Peter Adolphsen
Reading Raymond Queneau
‘Exercises in Style’, Raymond Queneau’s highly influential masterpiece, consists of 99 radically different retellings of the same simple story, where a man gets into an argument with another passenger on a bus. A celebration of language and a humorous guide to literary forms, here read by one of Queneau’s biggest fans, Danish writer Peter Adolphsen. Read more …
The plot of ‘Exercises in Style’ (published in 1947) is simple: a man gets into an argument with another passenger on a bus. This anecdote is told in radically different styles throughout the book, i.e. as a sonnet, an opera, in slang, onomatopoeia, Cockney, and with many more permutations. In each, the narrator gets on the “S” bus and witnesses an altercation between a man with a long neck and funny hat and another passenger and then sees the same person two hours later at the Gare St-Lazare station getting advice on adding a button to his overcoat.

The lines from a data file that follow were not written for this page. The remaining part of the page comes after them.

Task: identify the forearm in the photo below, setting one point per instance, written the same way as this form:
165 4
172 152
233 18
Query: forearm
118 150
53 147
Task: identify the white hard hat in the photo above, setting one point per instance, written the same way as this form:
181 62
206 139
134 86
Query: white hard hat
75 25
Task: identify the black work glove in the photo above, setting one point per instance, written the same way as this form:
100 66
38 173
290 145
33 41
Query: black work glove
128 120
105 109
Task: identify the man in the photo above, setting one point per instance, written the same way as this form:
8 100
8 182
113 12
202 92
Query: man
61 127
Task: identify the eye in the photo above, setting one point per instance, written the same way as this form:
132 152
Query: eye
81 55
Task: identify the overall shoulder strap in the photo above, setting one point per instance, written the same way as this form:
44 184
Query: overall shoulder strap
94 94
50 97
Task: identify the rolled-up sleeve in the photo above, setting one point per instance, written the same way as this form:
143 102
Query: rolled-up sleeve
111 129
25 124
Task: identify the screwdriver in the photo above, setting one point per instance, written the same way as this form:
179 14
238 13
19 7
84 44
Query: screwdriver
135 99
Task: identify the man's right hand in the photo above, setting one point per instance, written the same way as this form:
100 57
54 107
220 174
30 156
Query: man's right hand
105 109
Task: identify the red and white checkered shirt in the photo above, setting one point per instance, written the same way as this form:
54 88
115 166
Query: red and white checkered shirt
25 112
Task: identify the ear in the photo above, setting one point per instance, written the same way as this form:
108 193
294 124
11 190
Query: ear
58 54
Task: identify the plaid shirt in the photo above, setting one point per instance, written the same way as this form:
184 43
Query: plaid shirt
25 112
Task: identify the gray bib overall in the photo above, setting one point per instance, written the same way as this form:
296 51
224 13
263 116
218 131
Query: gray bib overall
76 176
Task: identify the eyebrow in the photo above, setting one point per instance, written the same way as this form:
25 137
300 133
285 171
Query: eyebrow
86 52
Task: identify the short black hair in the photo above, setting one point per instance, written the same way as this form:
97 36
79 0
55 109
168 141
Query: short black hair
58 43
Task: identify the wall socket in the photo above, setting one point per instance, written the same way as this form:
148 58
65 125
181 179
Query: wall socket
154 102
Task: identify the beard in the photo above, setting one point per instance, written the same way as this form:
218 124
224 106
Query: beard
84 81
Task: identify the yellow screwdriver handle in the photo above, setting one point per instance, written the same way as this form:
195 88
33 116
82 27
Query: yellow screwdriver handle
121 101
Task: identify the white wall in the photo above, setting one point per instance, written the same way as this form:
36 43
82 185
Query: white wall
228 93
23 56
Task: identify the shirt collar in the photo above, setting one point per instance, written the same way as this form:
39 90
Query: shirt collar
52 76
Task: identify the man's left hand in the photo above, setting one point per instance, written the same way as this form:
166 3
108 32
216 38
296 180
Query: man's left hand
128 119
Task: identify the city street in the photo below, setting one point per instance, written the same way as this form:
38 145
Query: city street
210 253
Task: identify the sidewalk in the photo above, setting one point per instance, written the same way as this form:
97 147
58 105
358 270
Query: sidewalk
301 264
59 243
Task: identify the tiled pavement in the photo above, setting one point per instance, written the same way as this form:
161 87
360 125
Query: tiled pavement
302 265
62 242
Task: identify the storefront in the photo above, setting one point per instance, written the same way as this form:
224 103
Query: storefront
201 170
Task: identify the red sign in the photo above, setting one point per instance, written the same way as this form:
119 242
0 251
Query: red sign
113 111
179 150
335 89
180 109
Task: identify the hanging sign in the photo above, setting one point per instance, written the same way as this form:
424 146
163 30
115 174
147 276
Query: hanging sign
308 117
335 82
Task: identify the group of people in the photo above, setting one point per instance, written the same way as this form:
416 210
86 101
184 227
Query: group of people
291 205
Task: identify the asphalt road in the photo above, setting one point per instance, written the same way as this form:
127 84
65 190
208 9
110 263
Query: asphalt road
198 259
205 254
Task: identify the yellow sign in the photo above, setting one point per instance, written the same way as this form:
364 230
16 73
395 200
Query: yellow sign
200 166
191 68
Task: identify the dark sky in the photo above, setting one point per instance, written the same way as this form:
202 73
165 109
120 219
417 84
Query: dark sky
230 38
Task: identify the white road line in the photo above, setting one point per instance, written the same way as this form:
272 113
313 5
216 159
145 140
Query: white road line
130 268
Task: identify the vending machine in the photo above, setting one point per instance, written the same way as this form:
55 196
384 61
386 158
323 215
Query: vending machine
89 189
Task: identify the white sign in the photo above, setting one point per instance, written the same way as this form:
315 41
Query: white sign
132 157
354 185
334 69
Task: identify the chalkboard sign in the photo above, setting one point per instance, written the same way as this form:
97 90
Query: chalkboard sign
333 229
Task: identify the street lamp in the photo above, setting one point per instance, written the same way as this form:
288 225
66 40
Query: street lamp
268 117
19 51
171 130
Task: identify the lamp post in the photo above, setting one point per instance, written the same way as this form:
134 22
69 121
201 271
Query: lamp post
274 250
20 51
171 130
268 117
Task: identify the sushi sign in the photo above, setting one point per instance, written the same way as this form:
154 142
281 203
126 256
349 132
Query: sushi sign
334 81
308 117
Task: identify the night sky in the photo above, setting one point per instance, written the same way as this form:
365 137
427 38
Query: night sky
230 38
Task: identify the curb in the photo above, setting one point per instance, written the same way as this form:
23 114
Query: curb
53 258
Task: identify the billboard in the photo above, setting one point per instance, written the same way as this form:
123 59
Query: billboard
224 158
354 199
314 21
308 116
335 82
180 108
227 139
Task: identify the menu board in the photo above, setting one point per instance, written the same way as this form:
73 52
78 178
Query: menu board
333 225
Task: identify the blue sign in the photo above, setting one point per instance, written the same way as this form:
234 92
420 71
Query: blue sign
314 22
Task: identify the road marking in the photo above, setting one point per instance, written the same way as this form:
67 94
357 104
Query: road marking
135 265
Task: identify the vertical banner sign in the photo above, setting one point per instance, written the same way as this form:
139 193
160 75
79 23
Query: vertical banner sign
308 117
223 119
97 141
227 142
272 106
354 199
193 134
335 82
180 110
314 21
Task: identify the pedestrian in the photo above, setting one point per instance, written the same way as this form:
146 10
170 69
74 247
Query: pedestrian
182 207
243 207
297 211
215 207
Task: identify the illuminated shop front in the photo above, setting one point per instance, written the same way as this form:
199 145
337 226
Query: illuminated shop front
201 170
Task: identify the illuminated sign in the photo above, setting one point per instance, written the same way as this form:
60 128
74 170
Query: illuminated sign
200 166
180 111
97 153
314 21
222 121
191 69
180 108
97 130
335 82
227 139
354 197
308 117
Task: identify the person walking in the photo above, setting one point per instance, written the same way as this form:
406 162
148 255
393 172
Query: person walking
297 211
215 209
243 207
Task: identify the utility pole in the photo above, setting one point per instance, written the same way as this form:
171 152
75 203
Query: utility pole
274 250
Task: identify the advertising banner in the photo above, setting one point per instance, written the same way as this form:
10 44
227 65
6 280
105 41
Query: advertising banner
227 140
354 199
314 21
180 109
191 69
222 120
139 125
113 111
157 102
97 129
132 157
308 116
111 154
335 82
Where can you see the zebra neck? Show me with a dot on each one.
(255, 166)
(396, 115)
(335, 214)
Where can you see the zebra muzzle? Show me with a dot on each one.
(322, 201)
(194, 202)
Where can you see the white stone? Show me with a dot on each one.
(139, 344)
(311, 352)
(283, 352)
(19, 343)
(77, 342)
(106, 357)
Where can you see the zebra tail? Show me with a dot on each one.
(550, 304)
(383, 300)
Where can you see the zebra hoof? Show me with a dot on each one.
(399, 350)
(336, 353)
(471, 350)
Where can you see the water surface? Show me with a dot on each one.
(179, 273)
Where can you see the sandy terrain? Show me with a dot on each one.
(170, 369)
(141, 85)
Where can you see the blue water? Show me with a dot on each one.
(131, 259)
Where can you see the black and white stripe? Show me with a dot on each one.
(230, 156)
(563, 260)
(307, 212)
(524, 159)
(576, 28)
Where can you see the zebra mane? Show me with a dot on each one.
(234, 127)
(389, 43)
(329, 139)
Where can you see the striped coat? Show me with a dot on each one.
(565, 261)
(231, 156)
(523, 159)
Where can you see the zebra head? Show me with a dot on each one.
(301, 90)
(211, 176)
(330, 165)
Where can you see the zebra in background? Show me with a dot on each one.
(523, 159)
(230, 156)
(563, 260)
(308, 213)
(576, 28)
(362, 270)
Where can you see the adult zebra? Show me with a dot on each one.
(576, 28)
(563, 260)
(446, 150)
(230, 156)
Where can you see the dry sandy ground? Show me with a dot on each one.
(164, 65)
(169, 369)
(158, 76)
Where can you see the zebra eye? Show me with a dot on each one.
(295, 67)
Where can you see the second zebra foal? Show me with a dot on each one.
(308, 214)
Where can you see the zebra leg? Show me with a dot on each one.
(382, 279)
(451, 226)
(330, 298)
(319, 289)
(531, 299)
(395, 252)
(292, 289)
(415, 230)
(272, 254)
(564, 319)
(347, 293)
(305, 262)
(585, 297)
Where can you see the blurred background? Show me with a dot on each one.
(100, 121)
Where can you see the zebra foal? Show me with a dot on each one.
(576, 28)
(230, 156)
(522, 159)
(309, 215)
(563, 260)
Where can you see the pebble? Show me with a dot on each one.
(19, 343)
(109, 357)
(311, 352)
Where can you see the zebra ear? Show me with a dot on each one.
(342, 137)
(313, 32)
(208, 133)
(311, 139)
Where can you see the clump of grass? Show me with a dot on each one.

Raymond Queneau (1903-1976) was a French novelist, poet, critic, editor, and co-founder and president of the literary avant-garde movement ‘Oulipo’ (Ouvrir de littérature potentielle), known for his groundbreaking literary experiments and humor. The group defines the term littérature potentielle as “the seeking of new structures and patterns which may be used by writers in any way they enjoy”. Queneau described Oulipians as “rats who construct the labyrinth from which they plan to escape”. Queneau was attracted to mathematics as a source of inspiration. Among his best-known work besides ‘Exercises in Style’ (1947) is the Hundred Thousand Billion Poems (1961), both hallmark books of the Oulipo literary group.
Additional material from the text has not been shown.